ESPN bracketologist Joe Lunardi currently has Northwestern as one of his “Last Four In” the NCAA Tournament. Why would a regular-season game be so important to a program that has existed since 1904 and has spent the last 95 seasons in the Big Ten?
The Wildcats are the only team in a power six conference to never play in the NCAA Tournament, which has existed since 1939. Only one other power six school -- South Florida (two), which didn’t join the Big East until 2005 -- has fewer than six NCAA Tournament appearances.
Northwestern (17-11 this season) has never won more than 20 games in a season, and both of its 20-win seasons came in the past two seasons. It’s not even March and there are already 63 teams with more than 20 wins this season, including five Big Ten teams.
The Wildcats haven’t had fewer than 13 losses since 1968-69 or fewer than 10 losses since 1958-59. They last finished over .500 in Big Ten play in 1967-68 (8-6) and haven’t won more than eight games in conference since 1932-33 (10-2).
Northwestern has been in this position before -- squarely on the bubble in desperate need of a signature win to impress the Selection Committee.
Northwestern sat at 17-11 (8-9 Big Ten) after a come-from-behind road win at Purdue. But the Wildcats lost their next two games -- a road game at Ohio State and a Big Ten Tournament game against Minnesota.

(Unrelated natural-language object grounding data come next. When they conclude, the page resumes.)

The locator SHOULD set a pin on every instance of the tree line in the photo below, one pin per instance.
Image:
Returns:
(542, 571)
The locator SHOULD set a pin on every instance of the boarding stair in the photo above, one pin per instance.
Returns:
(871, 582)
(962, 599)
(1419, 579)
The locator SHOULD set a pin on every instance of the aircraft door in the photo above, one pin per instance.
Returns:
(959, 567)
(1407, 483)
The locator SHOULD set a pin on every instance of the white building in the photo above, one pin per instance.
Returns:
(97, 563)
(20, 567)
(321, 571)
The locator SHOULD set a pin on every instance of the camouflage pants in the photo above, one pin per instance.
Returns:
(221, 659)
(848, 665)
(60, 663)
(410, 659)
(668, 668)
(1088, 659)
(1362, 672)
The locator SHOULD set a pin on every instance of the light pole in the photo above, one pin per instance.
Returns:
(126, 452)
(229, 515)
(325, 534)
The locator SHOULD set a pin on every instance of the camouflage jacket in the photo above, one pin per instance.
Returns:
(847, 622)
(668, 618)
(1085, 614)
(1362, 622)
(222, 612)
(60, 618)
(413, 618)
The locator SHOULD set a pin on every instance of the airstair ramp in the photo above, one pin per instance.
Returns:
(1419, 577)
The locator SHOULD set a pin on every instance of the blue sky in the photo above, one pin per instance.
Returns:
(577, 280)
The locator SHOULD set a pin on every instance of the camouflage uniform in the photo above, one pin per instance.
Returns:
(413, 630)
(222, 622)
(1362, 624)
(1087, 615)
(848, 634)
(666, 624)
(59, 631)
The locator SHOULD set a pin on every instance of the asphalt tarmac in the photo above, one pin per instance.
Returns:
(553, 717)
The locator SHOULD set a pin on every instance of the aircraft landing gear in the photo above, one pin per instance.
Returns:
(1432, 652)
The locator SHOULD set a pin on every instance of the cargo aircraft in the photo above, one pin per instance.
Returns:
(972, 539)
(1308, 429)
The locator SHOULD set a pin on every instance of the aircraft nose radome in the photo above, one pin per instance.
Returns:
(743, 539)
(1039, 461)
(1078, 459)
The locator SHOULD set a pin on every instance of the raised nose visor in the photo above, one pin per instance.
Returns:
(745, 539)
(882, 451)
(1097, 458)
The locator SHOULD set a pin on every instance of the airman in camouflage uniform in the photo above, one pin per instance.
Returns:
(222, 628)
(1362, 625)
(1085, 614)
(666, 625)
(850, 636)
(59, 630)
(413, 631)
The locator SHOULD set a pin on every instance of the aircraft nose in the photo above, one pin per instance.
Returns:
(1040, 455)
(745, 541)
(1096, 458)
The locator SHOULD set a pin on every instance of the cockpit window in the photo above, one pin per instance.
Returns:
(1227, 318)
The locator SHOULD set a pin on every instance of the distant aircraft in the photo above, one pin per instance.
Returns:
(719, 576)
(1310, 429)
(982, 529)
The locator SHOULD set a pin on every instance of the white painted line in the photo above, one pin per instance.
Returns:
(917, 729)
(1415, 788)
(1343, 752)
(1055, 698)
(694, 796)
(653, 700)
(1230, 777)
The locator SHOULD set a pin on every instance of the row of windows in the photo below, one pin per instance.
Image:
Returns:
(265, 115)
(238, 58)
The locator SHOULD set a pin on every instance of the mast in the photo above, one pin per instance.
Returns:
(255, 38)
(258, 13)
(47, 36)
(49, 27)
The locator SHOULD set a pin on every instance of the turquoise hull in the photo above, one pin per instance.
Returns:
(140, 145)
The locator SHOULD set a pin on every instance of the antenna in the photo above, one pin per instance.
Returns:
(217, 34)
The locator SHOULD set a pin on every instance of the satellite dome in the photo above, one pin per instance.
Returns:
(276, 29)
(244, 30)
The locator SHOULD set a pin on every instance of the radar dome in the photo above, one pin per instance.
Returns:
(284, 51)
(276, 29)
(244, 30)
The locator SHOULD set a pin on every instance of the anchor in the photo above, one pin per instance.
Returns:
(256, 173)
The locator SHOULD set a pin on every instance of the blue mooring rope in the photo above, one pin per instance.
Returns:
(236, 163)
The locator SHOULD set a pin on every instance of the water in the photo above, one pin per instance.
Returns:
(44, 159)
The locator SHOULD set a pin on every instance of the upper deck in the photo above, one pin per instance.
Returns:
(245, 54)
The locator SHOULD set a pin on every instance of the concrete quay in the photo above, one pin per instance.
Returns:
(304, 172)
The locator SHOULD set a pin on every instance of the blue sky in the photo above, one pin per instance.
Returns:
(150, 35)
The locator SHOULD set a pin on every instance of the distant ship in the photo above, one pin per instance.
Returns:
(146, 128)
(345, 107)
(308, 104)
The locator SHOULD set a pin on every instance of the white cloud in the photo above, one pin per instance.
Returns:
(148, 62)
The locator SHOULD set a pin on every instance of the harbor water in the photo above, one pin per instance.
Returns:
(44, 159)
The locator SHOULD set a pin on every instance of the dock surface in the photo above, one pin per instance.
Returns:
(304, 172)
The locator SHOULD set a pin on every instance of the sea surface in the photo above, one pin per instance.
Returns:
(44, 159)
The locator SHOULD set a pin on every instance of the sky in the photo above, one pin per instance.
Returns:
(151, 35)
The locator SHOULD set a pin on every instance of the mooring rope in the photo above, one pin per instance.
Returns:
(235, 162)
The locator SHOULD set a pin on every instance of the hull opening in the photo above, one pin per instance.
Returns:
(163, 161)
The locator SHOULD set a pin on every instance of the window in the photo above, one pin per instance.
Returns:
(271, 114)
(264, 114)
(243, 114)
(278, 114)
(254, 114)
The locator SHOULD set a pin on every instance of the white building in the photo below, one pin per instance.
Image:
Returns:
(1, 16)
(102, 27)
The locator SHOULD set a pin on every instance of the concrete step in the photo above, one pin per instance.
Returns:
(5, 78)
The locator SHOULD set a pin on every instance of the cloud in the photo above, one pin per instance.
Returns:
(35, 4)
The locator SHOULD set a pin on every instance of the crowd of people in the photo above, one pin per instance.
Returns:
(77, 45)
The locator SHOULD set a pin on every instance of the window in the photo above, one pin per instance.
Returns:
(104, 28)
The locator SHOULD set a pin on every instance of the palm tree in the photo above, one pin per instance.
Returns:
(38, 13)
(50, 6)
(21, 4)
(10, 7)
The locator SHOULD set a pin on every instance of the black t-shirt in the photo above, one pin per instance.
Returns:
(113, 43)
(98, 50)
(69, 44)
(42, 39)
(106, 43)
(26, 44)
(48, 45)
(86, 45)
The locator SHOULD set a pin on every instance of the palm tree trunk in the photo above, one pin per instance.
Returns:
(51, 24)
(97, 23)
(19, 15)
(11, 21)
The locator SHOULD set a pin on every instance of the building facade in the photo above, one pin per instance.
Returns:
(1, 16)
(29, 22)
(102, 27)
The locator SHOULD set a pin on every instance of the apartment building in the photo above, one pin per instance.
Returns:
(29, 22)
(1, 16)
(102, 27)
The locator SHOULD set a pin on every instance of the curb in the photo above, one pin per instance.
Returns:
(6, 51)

Perhaps Northwestern’s best opportunity for an at-large bid was in 2009-10, when the Wildcats were 17-8 (6-7 Big Ten) in mid-February. It all went downhill from there.
They lost four of their final five Big Ten games, two against Penn State -- a team that had only one other conference victory all season. With some hope remaining, the Wildcats lost to No. 5 Purdue in the Big Ten Tournament after holding a four-point halftime lead.
Last season, the Wildcats were 16-10 (6-9 Big Ten) before another devastating loss to Penn State. After splitting their next two games, they had an outside shot if they could make a deep run in the Big Ten Tournament. Northwestern had an opportunity for a signature victory in the quarterfinals against No. 1 Ohio State but was held to one field goal in the final seven minutes of regulation and lost in overtime.
Earlier this season, Northwestern had a seven-point halftime lead over No. 13 Michigan. The Wildcats fell in overtime after allowing Michigan to score 18 overtime points – the same amount Northwestern scored in the entire second half.
Northwestern is in position to do something that has never been done in program history. With a top-45 RPI and a 2-9 record against the RPI Top 50, a win Wednesday over Ohio State could be what Northwestern needs to finally get over the hump.